Professione

mar12016

Miti e realtà sull'origine degli alimenti

I consumatori sono attenti all'origine degli alimenti e sempre più spesso chiedono di conoscere la provenienza di ciò che comprano. I dibattiti in merito sono numerosi ma frequentemente sono costellati di inesattezze che possono generare timori eccessivi rispetto a quanto si consuma.
In primo luogo è la stessa definizione di origine a essere sovente interpretata in maniera confusa. Per origine di un alimento il Regolamento europeo sull'informazione al consumatore intende il luogo di ultima trasformazione sostanziale, vale a dire il Paese in cui l'alimento subisce la trasformazione in prodotto finito. Si tratta di un'informazione che in taluni casi è obbligatoriamente prevista (taluni tipi di carni fresche, congelate o refrigerate, il miele, l'olio d'oliva), in altri viene rimessa alla scelta dell'operatore del settore alimentare. L'assenza dell'indicazione d'origine, tuttavia, non implica che l'alimento sia scadente o sia realizzato con materie prime di dubbia provenienza o, peggio ancora, non sia sicuro. Gli operatori del settore alimentare sono infatti obbligati a tenere traccia nei propri archivi del passaggio immediatamente precedente la fase di propria responsabilità e del passaggio successivo. A titolo di esempio, un produttore di formaggio deve prendere nota di tutti i fornitori diretti di latte così come dei soggetti a cui vende i prodotti finiti. Tali obblighi, stabiliti per legge, rientrano nell'ambito della rintracciabilità, un aspetto strettamente connesso con la sicurezza alimentare. La rintracciabilità è sempre obbligatoria, anche quando in etichetta non appare l'origine dell'alimento.
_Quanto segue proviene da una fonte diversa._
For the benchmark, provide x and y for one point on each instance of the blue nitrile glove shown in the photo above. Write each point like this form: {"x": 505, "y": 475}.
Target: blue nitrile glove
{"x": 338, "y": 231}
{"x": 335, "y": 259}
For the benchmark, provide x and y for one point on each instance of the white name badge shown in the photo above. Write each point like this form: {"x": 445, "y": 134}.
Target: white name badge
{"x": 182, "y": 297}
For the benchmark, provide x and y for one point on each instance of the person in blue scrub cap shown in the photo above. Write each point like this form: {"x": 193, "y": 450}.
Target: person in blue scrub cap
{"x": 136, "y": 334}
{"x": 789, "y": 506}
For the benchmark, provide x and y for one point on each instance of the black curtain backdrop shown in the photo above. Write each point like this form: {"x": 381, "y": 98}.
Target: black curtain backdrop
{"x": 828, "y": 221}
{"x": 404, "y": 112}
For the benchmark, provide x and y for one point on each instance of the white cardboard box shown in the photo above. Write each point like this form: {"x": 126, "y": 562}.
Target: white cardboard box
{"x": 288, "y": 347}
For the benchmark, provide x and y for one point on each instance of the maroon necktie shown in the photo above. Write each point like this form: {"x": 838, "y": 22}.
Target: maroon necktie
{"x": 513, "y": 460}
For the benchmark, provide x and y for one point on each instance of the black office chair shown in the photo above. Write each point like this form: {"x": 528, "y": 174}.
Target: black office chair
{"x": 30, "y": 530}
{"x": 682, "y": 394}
Gli organi di controllo (Nas, Ulss, Corpo Forestale, ecc.) sono infatti così in grado di circoscrivere eventuali rischi e individuare l'anello della filiera da cui è partita la problematica.
Circa l'aspetto dell'ingannevolezza, invece, il nuovo Regolamento ha previsto una stretta di giro verso le pratiche sleali nei confronti dei consumatori. Qualora l'etichetta contenga indicazioni, simboli o pittogrammi in grado di ingenerare nel consumatore l'impressione che l'alimento abbia una determinata origine che non coincide però con l'origine effettiva, gli operatori devono apporre l'indicazione d'origine. Per esempio, nel caso di un prodotto trasformato in Germania e confezionato con un packaging evocativo dell'Italia (con bandiere, scritte in italiano e fotografie di luoghi caratteristici del Belpaese), il produttore tedesco è obbligato a fornire l'indicazione d'origine (made in Germany) al fine di evitare che il consumatore scelga il prodotto ritenendolo italiano, quando italiano non è. Nei prossimi anni, inoltre, scatteranno ulteriori obblighi relativi all'indicazione degli ingredienti nei casi in cui l'origine del prodotto segnalata sia diversa rispetto a quella dell'ingrediente primario.
Si tratta di obblighi comunque funzionali a garantire che la scelta del consumatore possa essere fatta sulla base di questioni etiche, sulla volontà di accorciare la filiera o di sostenere l'economia del proprio o di altri Paesi. Ma nulla in queste scelte è connesso alla sicurezza alimentare. Una materia prima può presentare rischi tanto che venga da un Paese che da un altro e per prevenire tali rischi e circoscriverli, il legislatore ha previsto dei meccanismi avulsi dall'etichettatura.